Dino, então, recuou e decidiu escolher um nome mais alinhado ao PT. Antes de assumir a chefia da PRF, Oliveira fazia publicações nas redes sociais em apoio a Lula e contra Bolsonaro.
O advogado-geral da União, Jorge Messias, também usou as redes sociais para lamentar a morte de Heloísa. “É preciso apurar com rigor as causas e as responsabilidades dessa tragédia. Determinei à Procuradoria-Geral da União que acompanhe imediatamente o caso para avaliar eventual responsabilização na seara cível”, escreveu.
A primeira-dama, Janja, também aderiu àqueles que pedem justiça pela morte de Heloísa, e criticou a ação das forças de segurança. “Basta de ver nossas crianças morrerem. Quem deveria proteger, mata”, escreveu, nas redes sociais.
Segundo relatos de parentes e testemunhas, uma viatura da PRF passou a seguir o carro em que a menina estava e os agentes abriram fogo após o pai da criança, William Silva, dar sinal de parada.
No carro, além de Heloisa, estavam seus pais, uma irmã de oito anos e uma tia. O caso é investigado pelo Ministério Público Federal, pela Polícia Federal e pela Corregedoria-Geral da PRF.
Segundo a equipe médica que atendia a menina, a menina tinha vários orifícios de entrada por perfuração de arma de fogo. Ao menos dois tiros a atingiram: um deles no ombro e outro na nuca, que se fragmentou. O número exato de disparos só vai ser informado após perícia.
Nas redes sociais, políticos e organizações do Rio de Janeiro expressaram solidariedade aos familiares de Heloisa e também cobraram punição dos envolvidos na morte da criança.
A deputada estadual Renata Souza (Psol-RJ) afirmou que o caso é “inaceitável”, “revoltante” e “dilacerante”. “Mais uma família dilacerada, mais um futuro exterminado. Muita dor!”, escreveu a parlamentar.
“A Lei Ágatha, de minha autoria, que garante a prioridade na investigação em assassinato de crianças e adolescentes, precisa ser cumprida”, disse.
A deputada federal Talíria Petrone (Psol-RJ) questionou ações realizadas na área de segurança do Rio. “Que horror é esse que vivemos no RJ em que crianças são arrancadas desse modo?

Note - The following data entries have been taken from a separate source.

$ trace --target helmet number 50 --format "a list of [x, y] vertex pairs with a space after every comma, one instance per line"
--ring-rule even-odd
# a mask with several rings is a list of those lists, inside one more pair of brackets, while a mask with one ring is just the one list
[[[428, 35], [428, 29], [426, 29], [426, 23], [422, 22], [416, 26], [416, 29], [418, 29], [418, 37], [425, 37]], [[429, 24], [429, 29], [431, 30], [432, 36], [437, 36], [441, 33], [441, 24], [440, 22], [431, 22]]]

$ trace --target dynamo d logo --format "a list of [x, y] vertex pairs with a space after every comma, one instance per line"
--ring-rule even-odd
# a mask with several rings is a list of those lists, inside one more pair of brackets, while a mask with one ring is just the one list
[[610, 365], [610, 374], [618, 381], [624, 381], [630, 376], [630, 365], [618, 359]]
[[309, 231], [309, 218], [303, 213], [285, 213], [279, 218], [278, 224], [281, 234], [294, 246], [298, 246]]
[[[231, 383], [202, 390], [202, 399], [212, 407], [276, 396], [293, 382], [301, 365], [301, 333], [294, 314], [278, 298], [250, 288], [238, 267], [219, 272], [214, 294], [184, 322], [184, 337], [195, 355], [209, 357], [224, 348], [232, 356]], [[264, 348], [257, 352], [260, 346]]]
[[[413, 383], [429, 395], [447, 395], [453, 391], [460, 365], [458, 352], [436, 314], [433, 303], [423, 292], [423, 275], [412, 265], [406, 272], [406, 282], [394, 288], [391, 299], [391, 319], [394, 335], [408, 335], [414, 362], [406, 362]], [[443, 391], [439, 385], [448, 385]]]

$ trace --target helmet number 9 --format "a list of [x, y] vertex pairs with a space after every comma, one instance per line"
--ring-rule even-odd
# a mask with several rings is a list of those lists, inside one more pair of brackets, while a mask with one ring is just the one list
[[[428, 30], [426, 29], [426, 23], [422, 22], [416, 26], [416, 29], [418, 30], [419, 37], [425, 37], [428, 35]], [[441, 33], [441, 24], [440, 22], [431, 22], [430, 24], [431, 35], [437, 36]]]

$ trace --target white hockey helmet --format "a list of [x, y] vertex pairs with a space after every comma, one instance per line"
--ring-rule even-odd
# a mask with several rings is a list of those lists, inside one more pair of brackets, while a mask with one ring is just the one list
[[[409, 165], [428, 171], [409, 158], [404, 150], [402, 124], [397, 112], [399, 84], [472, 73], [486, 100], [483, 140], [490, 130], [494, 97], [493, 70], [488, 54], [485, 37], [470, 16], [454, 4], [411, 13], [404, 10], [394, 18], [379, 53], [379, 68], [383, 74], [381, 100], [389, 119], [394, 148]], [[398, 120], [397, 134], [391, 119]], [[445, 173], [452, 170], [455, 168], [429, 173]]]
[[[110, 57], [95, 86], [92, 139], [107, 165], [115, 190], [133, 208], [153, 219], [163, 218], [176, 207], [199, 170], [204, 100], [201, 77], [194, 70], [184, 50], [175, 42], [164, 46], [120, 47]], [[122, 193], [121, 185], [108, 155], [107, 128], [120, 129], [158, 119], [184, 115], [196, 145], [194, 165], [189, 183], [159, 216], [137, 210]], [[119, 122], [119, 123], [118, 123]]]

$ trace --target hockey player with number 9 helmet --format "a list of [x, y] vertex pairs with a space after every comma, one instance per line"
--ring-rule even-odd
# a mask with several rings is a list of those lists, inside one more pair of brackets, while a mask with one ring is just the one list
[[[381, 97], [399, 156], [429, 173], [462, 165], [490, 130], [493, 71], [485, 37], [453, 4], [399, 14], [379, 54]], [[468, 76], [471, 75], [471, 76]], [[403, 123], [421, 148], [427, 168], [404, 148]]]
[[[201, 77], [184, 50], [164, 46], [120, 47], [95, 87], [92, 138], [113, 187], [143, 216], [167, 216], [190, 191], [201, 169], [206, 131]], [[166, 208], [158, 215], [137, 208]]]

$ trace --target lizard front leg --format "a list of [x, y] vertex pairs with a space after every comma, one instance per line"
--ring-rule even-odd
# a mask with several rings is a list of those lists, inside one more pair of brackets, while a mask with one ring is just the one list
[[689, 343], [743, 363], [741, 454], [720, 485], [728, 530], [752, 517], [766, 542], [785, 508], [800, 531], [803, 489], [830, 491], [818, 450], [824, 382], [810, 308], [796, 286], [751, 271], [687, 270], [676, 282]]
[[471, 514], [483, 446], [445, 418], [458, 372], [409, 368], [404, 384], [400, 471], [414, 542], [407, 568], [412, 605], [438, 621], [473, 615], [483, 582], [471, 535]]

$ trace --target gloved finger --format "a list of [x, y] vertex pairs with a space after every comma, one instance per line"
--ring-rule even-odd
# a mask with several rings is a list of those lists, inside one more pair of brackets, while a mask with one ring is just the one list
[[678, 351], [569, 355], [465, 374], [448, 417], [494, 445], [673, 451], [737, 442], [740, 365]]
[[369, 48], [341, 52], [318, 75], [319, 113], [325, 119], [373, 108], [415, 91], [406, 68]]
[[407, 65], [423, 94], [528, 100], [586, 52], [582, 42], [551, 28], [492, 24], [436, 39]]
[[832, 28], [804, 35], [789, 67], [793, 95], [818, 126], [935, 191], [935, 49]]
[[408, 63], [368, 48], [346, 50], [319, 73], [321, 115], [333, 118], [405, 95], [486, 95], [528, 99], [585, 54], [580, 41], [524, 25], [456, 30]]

Que tipo de segurança é essa?”, publicou.
Ao se manifestar sobre a morte de Heloisa, a ONG Rio de Paz disse que “ninguém aguenta mais isso”. “Todo mês é uma criança morta em ação policial. Que lugar é esse onde isso virou rotina e ninguém faz nada?”, questionou.
De acordo com a organização, o estado do Rio registra 102 mortes de crianças e adolescentes de 0 a 14 anos desde 2007 por armas de fogo –a maioria por bala perdida. Só neste ano já são 11 casos, segundo a Rio de Paz.
A Prefeitura de Duque de Caxias manifestou solidariedade aos familiares e amigos de Heloisa na nota em que confirmou a morte da menina.
“Em nome da Prefeitura de Duque de Caxias e de todos os colaboradores da Secretaria Municipal de Saúde, lamentamos profundamente e nos solidarizamos aos familiares e amigos da pequena Heloísa”, afirmou.